Well, this is one area where i’d be more than happy to be proven utterly wrong, because what I’ve seen has been truly disturbing. The Cold War era, my era, at least had the benefit of a strong moral aspect to our military mission and foreign policy. Yeah, the USSR was far from the stereotypical “Red octopus” and in hindsight it’s pretty clear that post-Stalin at least they were less interested in world domination than in simply holding their own shit together, but during that era we could with justification situate ourselves as the good guys moreso than not. This made it much easier to inculcate a more responsible and positive approach to the mission, as it was pretty clear that we had to “win” but not in a way that would undercut our moral position. It didn’t always work, by any means, but it was generally there.
Post 9-11, though, I think the lack of the combination of a clear-cut moral position and a clear-cut organized foe has eroded that certainty. This I blame on the civilian and high ranking military leadership, not the rank and file or even the mid-level really. It’s easy to grasp the concept of national security when you’re facing a nation like the USSR with nukes, and a world-wide military presence at a level that could give us at least a run for our money. It’s very hard to do so when your foe is a few guys with AKs and bombs living in fly-speck villages, or even a bunch of loosely-organized bandits with a big social media presence and a penchant for ultra-violence, but whose actions vis a vis the USA are more in the line of criminal activities than the military actions of a nation state.
This is a tough mission environment, to be sure. And I fault the military and defense leadership, civilian and military, for not, well, leading. Democrat and Republican, they resorted to vague generalities alternating with stereotypes and exaggerations designed to inflame and enrage rather than craft actual, you know, policies and guidance for the nation or the armed forces. It seems like a version of the old Army saying “do something, even if it’s wrong” became our sole national military strategy, and our civilian leadership seemed to forget about any other type of responses to complex world issues.
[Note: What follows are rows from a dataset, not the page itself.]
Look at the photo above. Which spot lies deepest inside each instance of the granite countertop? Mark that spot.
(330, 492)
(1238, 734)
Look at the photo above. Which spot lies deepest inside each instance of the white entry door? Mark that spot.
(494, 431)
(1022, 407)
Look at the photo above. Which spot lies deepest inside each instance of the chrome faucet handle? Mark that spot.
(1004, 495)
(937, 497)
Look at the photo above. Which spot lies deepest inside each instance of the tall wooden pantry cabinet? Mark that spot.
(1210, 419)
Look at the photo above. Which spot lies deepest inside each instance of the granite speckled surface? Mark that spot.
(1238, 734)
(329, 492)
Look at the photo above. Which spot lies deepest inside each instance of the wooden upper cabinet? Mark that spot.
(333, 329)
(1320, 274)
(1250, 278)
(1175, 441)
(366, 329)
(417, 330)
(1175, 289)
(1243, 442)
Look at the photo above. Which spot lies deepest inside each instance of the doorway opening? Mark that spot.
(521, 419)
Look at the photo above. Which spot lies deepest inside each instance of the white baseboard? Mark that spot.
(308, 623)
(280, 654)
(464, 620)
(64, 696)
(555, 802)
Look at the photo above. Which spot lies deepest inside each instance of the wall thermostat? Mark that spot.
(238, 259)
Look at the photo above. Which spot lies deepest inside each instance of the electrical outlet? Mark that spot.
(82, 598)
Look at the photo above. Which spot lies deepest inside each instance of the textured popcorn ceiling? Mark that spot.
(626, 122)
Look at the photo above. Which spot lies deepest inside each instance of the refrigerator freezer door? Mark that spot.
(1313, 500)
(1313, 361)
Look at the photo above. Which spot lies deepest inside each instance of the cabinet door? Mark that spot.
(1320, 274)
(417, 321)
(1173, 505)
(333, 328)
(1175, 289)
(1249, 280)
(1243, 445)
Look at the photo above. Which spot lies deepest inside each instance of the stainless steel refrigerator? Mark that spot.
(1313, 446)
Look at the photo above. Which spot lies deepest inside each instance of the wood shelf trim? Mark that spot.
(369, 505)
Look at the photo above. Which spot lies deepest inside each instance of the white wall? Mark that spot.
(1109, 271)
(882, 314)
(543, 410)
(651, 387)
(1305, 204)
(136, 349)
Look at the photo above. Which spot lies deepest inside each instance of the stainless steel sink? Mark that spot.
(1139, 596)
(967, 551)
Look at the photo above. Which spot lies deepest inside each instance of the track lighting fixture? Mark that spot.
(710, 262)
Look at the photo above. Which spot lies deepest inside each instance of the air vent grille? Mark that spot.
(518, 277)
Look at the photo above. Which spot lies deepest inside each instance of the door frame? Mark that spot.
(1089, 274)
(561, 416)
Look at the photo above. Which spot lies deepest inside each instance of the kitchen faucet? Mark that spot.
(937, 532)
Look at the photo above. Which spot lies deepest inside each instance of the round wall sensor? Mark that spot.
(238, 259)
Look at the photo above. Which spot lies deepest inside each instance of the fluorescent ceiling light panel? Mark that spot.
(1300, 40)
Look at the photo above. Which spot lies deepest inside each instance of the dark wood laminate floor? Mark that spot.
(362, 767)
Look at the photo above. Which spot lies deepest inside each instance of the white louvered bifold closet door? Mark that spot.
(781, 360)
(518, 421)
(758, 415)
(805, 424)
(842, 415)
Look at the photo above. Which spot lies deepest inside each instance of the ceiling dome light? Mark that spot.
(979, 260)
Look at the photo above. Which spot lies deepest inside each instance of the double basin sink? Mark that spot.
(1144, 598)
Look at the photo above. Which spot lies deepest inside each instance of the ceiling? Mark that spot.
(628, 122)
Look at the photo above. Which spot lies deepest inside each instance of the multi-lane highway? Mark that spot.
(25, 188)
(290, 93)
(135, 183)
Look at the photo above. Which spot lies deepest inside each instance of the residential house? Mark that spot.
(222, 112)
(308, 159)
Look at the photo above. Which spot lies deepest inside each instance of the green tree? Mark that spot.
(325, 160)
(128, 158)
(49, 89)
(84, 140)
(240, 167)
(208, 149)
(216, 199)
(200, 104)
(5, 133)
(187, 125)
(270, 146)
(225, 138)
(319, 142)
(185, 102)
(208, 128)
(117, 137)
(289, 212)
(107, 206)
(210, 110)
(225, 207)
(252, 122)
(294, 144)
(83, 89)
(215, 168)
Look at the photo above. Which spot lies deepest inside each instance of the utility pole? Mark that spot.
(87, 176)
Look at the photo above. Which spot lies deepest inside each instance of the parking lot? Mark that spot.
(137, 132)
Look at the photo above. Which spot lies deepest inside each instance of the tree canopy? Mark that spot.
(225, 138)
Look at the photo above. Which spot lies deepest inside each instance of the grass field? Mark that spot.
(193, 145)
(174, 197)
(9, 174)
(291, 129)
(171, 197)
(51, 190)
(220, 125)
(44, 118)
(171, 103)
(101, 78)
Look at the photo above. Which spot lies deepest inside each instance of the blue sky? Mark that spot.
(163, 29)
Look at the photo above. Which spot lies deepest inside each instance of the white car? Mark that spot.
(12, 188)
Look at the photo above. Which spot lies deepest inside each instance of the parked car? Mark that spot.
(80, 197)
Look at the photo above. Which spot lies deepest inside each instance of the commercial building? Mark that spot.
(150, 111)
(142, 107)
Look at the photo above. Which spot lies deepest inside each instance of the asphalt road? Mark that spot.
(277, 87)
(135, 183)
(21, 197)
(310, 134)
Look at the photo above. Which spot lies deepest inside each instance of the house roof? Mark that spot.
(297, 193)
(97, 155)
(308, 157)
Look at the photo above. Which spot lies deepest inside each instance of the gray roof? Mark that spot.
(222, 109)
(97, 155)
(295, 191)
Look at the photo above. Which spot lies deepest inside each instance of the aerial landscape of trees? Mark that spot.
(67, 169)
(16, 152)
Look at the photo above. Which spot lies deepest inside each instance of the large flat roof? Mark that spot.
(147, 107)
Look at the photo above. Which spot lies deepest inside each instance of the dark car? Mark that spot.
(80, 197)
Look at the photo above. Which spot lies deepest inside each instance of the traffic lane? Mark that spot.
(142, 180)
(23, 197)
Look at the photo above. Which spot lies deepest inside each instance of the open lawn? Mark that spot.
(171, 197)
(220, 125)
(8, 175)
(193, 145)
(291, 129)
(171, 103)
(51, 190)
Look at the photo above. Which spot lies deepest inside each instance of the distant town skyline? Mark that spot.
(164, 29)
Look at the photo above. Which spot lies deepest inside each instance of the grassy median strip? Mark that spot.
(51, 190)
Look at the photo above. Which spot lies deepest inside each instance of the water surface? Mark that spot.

Well, twenty years down the road almost what do we have? Perpetual wars that have accomplished very little, the worst image abroad perhaps in our history, and IMO at least a military that, from the evidence we see on a too regular basis, is moving in a direction that is definitely not positive. Meanwhile, because we have not identified our essential goals and have not developed actual policies, countries like Russia can pretty much make inroads into areas we used to think were vital, and because we’ve abdicated any policy other than war, and we can’t go to war with the Russians, we’ve backed ourselves into a corner. Same thing with China. There’s zero reason to be on any sort of collision course with Beijing in terms of military conflict, and every reason to be working with them as healthy competitors and sometimes partners in reinforcing each other’s economic positions; it’s not a zero-sum game IMO, but because we seem to have no vocabulary other than a war one (trade war, etc.) there’s no room for maneuver.
It is this climate that, to me, has shaped what I perceive as the rot in the military establishment. YMMV.